Banks should be forced to take part in a scheme to put money languishing in forgotten accounts to good use, MPs said today.
The influential Treasury Select Committee welcomed the government’s initiative to allocate up to £500 million of unclaimed assets to good causes.
But it said banks and building societies should be compelled to participate in the scheme.
Committee chairman John McFall said: ‘A voluntary unclaimed assets scheme won’t work – banks should be compelled to participate.
‘This scheme is not in the banks’ interests, so they must not be given the opportunity to duck out of it.’
The committee also called for the scheme to be extended to include money that had been left forgotten in National Savings and Investments accounts.
It said there was around £436 million in accounts at the Treasury-backed savings group that had not been touched for 15 or more years, rising to £993 million if savings certificates and Premium Bond prizes were included.
It said if the government imposed the scheme on banks, it was only fair that it practised what it preached and handed over unclaimed assets held by NS&I to good causes.
Angela Knight, Chief Executive of the British Bankers’ Association, said: ‘We applaud plans to release truly unclaimed money and put it to good use. Our members are fully committed to working closely with the government to make the unclaimed assets scheme a success.
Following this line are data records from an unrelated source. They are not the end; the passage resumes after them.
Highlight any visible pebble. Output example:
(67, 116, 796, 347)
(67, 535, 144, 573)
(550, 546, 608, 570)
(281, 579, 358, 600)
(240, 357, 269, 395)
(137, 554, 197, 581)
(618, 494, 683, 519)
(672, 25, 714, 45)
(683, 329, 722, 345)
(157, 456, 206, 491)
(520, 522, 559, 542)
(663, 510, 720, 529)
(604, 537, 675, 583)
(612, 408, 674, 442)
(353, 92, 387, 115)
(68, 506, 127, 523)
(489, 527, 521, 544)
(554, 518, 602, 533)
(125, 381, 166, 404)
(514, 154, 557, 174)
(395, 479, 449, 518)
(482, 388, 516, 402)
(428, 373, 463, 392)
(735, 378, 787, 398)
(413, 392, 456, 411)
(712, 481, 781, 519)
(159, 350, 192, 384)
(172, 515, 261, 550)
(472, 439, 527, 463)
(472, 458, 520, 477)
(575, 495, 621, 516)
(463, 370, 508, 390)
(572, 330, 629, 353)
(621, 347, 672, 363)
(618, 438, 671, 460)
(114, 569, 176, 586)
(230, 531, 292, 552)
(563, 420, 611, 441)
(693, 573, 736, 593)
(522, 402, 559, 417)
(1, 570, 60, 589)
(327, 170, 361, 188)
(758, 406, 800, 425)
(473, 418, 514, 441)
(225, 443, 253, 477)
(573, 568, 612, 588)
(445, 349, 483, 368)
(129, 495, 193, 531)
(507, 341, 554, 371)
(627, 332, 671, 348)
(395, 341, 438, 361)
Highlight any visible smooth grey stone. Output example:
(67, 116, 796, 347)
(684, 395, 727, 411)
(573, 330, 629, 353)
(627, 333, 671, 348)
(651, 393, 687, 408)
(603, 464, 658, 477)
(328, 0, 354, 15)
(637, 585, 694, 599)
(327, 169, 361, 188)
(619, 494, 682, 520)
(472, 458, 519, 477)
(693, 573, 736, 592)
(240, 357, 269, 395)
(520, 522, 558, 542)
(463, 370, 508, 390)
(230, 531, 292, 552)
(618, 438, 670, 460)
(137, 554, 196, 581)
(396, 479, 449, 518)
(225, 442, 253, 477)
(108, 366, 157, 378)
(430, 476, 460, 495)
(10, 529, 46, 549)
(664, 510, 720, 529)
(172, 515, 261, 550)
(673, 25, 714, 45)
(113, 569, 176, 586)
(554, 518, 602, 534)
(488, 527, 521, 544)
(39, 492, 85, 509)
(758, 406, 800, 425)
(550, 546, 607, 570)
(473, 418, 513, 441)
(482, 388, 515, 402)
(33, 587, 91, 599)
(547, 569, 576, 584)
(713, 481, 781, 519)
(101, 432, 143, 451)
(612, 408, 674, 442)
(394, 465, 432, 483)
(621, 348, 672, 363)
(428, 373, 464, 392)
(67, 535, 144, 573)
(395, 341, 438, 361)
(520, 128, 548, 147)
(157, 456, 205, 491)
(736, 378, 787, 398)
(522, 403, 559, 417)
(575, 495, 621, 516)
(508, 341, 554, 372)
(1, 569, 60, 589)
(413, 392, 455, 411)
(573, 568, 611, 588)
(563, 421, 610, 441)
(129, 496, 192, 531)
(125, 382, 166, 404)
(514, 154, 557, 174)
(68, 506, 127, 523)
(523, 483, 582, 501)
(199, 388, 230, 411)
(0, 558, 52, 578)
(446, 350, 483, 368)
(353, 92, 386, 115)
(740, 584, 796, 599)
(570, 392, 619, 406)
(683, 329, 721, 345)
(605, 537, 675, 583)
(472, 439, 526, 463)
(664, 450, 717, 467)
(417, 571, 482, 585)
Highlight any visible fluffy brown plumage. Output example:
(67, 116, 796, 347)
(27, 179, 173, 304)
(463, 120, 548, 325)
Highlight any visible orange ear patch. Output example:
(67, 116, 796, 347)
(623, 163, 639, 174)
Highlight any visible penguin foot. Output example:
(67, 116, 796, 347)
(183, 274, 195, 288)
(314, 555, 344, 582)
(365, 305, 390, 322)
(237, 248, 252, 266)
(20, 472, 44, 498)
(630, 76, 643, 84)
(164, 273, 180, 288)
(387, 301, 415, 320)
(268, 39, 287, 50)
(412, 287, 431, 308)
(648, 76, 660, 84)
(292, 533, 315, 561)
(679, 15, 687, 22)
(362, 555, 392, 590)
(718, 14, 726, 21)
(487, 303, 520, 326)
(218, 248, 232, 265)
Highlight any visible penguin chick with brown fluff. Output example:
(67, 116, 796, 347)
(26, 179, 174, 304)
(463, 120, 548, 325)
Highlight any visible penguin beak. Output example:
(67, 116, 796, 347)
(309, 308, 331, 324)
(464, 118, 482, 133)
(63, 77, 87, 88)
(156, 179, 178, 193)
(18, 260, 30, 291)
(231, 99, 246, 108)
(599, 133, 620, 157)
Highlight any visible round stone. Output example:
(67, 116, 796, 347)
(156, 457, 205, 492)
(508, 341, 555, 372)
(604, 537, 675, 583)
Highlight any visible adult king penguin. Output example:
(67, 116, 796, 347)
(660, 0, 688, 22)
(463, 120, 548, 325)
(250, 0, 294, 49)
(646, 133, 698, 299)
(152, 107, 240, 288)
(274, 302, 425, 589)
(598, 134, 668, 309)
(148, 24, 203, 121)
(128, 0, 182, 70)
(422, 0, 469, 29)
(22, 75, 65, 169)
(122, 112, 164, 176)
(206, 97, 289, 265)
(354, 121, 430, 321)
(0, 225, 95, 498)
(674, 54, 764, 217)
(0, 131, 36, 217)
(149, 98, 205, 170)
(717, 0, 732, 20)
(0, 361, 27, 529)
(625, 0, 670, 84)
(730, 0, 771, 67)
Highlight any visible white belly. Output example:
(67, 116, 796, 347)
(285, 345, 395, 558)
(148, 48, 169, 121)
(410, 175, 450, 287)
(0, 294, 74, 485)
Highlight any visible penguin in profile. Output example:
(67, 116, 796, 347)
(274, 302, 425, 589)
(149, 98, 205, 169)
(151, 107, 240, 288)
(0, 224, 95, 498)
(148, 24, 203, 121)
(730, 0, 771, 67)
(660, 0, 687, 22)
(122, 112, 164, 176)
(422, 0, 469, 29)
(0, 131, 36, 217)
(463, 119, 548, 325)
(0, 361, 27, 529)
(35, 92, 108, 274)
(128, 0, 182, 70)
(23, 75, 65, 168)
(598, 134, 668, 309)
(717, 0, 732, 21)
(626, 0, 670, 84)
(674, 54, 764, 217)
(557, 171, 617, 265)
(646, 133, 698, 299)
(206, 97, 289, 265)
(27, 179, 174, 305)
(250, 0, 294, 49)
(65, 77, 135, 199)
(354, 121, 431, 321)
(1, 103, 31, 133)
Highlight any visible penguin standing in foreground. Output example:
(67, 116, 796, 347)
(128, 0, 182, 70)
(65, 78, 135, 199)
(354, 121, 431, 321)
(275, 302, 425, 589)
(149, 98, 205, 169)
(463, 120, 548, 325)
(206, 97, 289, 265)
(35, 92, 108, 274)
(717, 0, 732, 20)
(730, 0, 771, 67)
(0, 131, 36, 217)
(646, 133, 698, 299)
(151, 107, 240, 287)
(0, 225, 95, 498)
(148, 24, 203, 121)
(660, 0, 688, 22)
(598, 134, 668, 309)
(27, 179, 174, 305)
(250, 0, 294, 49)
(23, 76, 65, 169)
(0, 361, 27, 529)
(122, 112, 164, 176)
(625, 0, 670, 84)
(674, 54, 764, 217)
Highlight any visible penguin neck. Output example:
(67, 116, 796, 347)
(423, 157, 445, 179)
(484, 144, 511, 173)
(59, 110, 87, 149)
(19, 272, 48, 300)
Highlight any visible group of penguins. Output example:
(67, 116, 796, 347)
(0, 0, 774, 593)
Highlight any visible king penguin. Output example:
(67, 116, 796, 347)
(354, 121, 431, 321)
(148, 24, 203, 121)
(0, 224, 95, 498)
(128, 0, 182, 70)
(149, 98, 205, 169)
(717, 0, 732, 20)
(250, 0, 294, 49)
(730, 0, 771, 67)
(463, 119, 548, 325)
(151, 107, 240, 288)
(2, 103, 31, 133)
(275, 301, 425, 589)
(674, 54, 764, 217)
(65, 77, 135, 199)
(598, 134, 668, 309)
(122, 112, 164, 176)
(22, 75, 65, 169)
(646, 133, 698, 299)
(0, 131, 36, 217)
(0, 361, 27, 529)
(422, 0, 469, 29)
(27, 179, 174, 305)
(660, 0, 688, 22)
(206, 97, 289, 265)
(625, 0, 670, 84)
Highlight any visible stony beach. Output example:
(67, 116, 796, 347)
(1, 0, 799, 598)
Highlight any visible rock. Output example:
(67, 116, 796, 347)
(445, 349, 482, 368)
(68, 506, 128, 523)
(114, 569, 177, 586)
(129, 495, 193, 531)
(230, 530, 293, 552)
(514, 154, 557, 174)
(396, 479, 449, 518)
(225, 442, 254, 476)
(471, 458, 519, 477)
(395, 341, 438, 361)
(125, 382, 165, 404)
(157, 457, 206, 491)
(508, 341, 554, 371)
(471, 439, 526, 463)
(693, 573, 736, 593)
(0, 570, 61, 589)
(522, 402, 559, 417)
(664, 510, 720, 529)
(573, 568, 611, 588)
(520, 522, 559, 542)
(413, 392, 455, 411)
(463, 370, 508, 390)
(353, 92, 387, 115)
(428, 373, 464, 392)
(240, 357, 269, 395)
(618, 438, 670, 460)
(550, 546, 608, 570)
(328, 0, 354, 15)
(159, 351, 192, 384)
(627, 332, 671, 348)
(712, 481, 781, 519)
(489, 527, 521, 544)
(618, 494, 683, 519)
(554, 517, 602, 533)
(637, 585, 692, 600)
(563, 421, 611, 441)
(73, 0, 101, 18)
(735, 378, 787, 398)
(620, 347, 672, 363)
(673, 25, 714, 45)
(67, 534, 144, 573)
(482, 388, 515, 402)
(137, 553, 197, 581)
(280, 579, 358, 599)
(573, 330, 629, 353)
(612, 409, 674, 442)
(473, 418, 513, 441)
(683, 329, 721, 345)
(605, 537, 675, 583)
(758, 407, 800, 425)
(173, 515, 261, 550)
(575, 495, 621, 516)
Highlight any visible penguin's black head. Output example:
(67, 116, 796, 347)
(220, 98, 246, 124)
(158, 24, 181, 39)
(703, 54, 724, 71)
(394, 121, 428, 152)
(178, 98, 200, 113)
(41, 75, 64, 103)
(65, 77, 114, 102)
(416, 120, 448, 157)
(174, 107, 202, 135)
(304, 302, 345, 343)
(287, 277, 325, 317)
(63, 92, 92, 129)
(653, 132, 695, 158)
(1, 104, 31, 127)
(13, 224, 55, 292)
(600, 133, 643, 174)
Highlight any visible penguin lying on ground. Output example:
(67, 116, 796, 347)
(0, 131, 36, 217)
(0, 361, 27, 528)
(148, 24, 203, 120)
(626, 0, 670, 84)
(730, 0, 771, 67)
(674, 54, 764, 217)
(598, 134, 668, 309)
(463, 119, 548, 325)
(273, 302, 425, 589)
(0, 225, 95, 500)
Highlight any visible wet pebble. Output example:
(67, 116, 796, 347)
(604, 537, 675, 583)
‘As the committee acknowledges, we are already making significant efforts to reunite customers with funds in dormant accounts. We have boosted our campaign in the run-up to the unclaimed assets scheme, leading to a 30-fold increase in claims through the BBA.
‘We agree with the need to make it simple for customers to claim. The BBA’s central re-claim team is now handling 400 claims a day, often helping claimants who do not know which bank holds their funds.’